>> Une sonde extraterrestre a frôlé la Terre, selon un astrophysicien
Graphique sur Oumuamua, premier objet interstellaire découvert dans notre système solaire. |
Photo : AFP/VNA/CVN |
Repéré par un télescope à Hawaï, "Oumuamua" - qui signifie "éclaireur" en hawaïen - filait à une vitesse si élevée qu'il ne pouvait provenir, et c'était une première, que d'un autre système stellaire.
La découverte a mis la communauté des astronomes en ébullition, eux qui cherchaient depuis longtemps des objets semblables à des comètes pénétrant notre système solaire depuis l'immensité de l'espace. Sauf qu'Oumuamua ne ressemblait pas aux comètes habituelles : il n'avait pas cette chevelure caractéristique que forme leur immense halo de gaz et de poussières à l'approche du Soleil.
Le visiteur interstellaire, qui mesurait environ 100 mètres de large, se démarquait aussi par sa brillance et une grande variation de luminosité, donnant l'impression d'un objet métallique se retournant sur lui-même.
Mais plus étrange encore, après avoir tourné autour du Soleil, Oumuamua a accéléré et s'est écarté de la trajectoire prévue, propulsé par une force mystérieuse qui l'a éjecté du système solaire.
Les scientifiques en sont restés pantois, se retrouvant avec quatre mois de données incomplètes et apparemment contradictoires qu'ils ont tenté de comprendre. Ce qui a donné lieu à toute une série de théories. Certaines "dépassaient l'imagination", souligne Jennifer Bergner, astrochimiste à l'Université de Californie à Berkeley, co-autrice de l'étude publiée dans Nature.
De l'hydrogène piégé
Selon son explication, quelle que soit l'origine d'Oumuamua, il s'agit d'un objet riche en eau, semblable à une comète. Au cours de son voyage dans l'espace interstellaire, il a été soumis à des rayons cosmiques qui ont bombardé l'eau en libérant l'hydrogène, lequel s'est retrouvé piégé dans le corps de l'objet.
Lorsque le bolide s'est approché du Soleil, la chaleur a libéré à son tour l'hydrogène piégé, agissant comme un "propulseur" qui l'a envoyé sur une trajectoire inattendue. "L'hydrogène piégé, c'est simplement l'explication la plus générique", développe dans un communiqué Darryl Seligman, de l'Université Cornell et co-auteur de l'étude.
Ces travaux "apportent sans doute la première explication, simple et réaliste, des particularités de cet objet", a commenté de son côté Marco Micheli, astronome à l'Agence spatiale européenne (ESA).
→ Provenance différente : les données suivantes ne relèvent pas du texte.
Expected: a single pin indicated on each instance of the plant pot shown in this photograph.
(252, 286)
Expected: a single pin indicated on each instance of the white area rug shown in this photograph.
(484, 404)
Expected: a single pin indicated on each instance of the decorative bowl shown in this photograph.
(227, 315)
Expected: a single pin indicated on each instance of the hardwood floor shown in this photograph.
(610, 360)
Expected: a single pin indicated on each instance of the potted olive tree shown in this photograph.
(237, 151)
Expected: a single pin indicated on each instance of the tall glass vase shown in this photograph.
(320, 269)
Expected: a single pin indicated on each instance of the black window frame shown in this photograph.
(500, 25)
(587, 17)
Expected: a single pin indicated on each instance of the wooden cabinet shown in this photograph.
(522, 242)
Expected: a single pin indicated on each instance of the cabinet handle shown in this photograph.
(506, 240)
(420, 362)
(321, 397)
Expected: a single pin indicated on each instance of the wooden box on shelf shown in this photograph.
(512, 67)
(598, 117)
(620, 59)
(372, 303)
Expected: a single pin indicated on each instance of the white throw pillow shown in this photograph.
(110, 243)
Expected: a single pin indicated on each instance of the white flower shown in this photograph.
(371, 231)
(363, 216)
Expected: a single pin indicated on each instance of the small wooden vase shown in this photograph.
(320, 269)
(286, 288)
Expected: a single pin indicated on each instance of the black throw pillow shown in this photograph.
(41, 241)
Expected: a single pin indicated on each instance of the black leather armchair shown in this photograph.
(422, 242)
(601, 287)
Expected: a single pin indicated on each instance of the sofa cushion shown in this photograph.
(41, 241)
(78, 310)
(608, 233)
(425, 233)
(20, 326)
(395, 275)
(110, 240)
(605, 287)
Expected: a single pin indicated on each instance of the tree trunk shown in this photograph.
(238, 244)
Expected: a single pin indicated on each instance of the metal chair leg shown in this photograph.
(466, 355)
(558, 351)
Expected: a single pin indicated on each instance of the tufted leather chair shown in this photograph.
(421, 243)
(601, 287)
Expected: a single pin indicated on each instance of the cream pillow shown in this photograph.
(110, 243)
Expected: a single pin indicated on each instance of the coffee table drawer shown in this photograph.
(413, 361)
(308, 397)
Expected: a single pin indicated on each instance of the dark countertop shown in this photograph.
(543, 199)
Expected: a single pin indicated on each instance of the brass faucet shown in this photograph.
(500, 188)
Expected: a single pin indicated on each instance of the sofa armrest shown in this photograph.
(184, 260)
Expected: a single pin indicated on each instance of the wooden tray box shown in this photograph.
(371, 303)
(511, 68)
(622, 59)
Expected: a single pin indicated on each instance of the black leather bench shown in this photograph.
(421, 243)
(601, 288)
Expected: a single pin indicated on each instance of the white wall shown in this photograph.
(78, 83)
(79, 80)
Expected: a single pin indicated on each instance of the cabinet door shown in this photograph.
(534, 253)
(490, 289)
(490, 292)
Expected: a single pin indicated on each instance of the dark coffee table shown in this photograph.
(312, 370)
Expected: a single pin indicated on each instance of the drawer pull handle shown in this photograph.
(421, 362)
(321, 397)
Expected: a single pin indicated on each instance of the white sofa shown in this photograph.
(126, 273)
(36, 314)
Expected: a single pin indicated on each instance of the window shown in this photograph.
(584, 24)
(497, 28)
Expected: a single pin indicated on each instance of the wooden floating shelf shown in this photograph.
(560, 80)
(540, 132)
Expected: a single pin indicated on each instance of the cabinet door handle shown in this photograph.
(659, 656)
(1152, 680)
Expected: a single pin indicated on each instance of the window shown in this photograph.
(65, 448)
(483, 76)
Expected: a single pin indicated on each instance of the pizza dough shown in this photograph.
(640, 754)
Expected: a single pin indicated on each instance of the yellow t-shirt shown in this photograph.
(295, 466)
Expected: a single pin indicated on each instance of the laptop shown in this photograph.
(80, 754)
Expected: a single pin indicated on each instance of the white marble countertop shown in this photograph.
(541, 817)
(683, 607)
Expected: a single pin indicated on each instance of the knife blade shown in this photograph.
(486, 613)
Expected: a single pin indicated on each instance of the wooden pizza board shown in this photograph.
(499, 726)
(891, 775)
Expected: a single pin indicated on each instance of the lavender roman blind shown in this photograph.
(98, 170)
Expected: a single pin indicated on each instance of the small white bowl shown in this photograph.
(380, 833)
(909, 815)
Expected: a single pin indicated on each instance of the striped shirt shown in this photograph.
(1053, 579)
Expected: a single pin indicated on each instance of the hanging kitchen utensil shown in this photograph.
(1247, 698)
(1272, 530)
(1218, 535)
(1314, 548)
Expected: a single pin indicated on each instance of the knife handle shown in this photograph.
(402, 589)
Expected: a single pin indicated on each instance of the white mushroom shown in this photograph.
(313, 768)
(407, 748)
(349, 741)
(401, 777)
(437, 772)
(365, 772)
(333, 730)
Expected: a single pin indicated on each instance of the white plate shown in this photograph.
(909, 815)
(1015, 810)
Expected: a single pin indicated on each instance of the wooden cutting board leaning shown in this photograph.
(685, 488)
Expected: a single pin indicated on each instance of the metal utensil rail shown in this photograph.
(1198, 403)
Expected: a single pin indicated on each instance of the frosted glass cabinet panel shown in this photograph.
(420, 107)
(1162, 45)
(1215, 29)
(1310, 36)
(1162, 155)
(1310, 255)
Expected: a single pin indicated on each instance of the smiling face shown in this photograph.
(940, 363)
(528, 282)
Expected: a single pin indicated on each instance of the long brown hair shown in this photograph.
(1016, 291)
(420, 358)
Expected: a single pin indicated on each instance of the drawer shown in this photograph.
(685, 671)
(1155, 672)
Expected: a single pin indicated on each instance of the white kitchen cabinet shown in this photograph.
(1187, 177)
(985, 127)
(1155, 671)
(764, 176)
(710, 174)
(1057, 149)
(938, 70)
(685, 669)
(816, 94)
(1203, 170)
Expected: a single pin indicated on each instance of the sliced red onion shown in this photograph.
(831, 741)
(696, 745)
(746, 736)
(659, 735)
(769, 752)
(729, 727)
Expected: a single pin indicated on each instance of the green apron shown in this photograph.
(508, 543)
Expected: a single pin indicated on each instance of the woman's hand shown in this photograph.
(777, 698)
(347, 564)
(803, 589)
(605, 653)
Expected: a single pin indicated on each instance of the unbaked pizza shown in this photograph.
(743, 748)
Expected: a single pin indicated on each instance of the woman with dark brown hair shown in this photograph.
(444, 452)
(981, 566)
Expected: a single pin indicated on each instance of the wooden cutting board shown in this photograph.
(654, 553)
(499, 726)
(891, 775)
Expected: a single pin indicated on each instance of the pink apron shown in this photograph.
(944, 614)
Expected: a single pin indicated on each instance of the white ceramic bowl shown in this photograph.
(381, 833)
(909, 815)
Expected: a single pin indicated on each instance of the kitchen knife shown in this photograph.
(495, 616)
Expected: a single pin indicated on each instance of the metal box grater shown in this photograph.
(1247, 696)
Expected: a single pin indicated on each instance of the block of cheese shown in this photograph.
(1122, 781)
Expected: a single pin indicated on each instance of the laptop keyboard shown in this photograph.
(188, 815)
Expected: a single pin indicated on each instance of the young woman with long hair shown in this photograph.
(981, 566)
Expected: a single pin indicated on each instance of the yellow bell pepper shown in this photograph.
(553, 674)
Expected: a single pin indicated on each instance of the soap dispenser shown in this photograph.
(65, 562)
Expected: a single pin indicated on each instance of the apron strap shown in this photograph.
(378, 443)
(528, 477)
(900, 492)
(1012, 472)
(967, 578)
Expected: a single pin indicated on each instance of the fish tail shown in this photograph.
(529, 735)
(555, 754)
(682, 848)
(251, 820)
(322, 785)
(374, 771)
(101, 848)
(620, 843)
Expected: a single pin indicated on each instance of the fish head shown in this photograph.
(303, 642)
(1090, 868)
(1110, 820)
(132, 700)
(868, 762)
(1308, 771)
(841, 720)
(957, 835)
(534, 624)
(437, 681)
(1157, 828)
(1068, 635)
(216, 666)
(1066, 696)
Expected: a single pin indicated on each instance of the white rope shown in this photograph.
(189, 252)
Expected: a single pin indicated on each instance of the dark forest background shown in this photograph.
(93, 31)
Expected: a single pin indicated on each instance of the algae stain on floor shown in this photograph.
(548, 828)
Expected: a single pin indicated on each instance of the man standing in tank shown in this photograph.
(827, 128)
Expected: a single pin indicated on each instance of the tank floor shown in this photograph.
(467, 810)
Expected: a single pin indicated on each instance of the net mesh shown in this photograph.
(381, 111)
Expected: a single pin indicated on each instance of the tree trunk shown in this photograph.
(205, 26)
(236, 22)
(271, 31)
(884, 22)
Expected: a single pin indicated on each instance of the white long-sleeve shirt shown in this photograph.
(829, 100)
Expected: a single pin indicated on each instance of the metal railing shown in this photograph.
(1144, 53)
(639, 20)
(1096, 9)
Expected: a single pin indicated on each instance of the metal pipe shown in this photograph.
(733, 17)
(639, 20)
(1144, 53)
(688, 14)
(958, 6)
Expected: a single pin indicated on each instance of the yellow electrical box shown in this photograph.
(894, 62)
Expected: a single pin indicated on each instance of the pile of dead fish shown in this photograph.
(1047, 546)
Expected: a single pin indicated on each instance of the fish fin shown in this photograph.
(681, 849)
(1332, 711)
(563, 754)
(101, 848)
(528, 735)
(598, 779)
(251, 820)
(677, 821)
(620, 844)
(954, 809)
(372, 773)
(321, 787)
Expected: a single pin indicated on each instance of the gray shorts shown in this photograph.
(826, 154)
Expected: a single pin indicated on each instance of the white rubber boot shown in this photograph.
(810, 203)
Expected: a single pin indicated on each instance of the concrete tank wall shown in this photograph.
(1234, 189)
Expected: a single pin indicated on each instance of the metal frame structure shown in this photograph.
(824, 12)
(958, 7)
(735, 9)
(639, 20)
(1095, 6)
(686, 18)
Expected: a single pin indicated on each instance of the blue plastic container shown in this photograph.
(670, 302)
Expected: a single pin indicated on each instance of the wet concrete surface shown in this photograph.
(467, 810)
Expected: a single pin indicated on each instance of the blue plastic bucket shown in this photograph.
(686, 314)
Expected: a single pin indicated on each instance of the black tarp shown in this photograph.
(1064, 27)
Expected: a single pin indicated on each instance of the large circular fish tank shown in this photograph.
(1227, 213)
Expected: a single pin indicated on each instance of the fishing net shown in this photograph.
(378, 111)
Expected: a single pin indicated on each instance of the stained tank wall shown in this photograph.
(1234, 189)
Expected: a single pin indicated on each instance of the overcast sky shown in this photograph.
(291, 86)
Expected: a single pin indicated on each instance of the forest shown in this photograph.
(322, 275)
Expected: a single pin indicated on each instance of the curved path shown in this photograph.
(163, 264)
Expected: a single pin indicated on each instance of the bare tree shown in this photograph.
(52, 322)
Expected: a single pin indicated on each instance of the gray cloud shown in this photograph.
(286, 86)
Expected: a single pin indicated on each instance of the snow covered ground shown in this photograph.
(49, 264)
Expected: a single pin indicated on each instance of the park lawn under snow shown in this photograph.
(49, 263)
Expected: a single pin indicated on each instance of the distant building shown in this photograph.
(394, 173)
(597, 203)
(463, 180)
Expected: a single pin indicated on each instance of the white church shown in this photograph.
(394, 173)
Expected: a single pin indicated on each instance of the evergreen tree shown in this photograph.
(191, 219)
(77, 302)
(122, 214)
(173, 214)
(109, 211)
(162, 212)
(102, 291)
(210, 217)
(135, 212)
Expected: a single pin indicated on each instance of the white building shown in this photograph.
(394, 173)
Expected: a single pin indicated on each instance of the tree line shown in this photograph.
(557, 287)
Mais ces conclusions ne mettent pas tout le monde d'accord. A commencer par Avi Loeb, ancien directeur du département d'astronomie de l'Université de Harvard : l'éminent scientifique avait soutenu que le scénario le plus crédible était qu'Oumuamua était un vaisseau extra-terrestre. Une thèse controversée, qu'il avait défendue en 2021 dans un livre intitulé Le premier signe d'une vie intelligente extraterrestre.
Interrogé par l'AFP sur l'étude de Nature, l'astrophysicien affirme que dire qu'une comète n'a pas de queue, "c'est comme dire qu'un éléphant est un zèbre sans rayures". Il rappelle que la comète 2I/Borisov, le deuxième visiteur extérieur au système solaire repéré en 2019, avait une longue chevelure de poussière. Réponse de Jennifer Berger : si Oumuamua est dépourvue de queue, c'est probablement parce qu'elle est beaucoup plus petite que toutes les comètes observées jusqu'ici - y compris 2I/Borisov.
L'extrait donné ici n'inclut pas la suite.